Skyrunner
Introduction
Skyrunner scrapes with json definition
Installation
$ pip install skyrunner
How to use
- Import skyrunner package at your project.
- You define steps of scraping in json file.
- You create class for share on scraping tasks and define self.attributes = dict() at constructor.
class TaskSharedData:
def __init__(self):
self.attributes = dict()
- You call skyrunner.setup_task_manager('scraping_steps_defined.json', TaskSharedData()) at your program.

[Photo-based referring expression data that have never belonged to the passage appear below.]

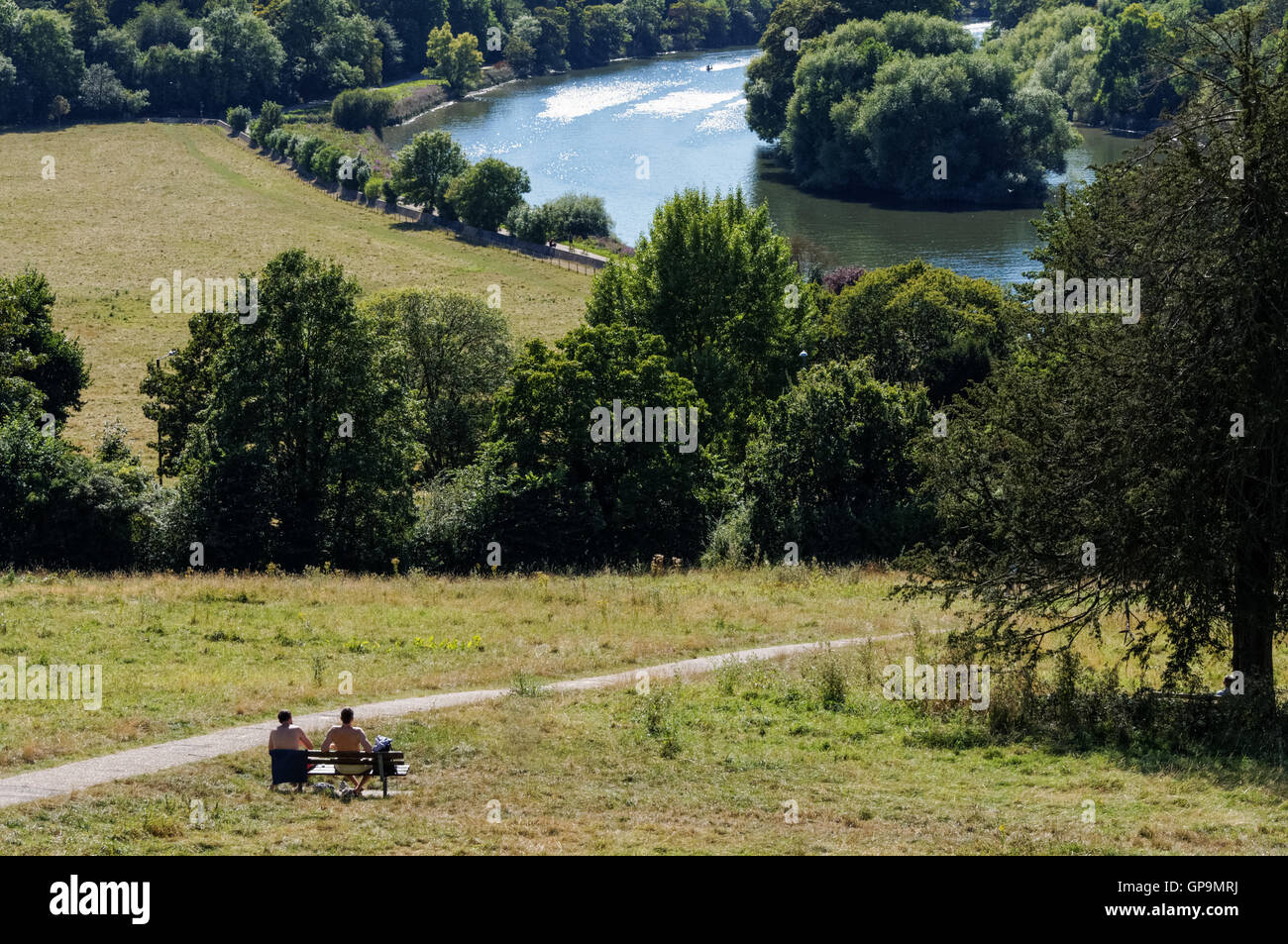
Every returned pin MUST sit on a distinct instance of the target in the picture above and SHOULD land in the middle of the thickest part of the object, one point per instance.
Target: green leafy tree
(644, 21)
(307, 446)
(88, 18)
(1124, 475)
(42, 369)
(248, 58)
(553, 494)
(606, 33)
(455, 59)
(426, 166)
(552, 38)
(458, 355)
(487, 191)
(794, 22)
(578, 47)
(831, 467)
(520, 55)
(921, 325)
(719, 284)
(102, 93)
(63, 510)
(1128, 81)
(179, 386)
(46, 62)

sample of Scraping task definition json
{
"description": "tasks description",
"driver": {
"name": "webdriver",
"browser": "firefox"
},
"tasks": [
{
"description": "access to google",
"action": "link",
"params": {
"url": "https://google.com"
}
},
{
"description": "search for mileshare",
"action": "input",
"params": {
"type": "id",
"path": "lst-ib",
"data": "mileshare"
}
},
{
"description": "search(press the enter key)",
"action": "enter",
"params": {
"type": "id",
"path": "lst-ib"
}
}
]
}
other support actions
- click
{
"description": "click task",
"action": "click",
"params": {
"type": "id or xpath",
"path": "target id or xpath"
}
}
- custom
{
"description": "custom task for complex process, update the shared data etc..",
"action": "custom",
"params": {
"type": "python",
"script_file": "custom python script(class) path",
"class_name": "custom python class name"
}
}
- shared_input
{
"description": "shared input task",
"action": "shared_input",
"params": {
"type": "id or xpath",
"path": "target id or xpath",
"data": "dict key of shared data"
}
}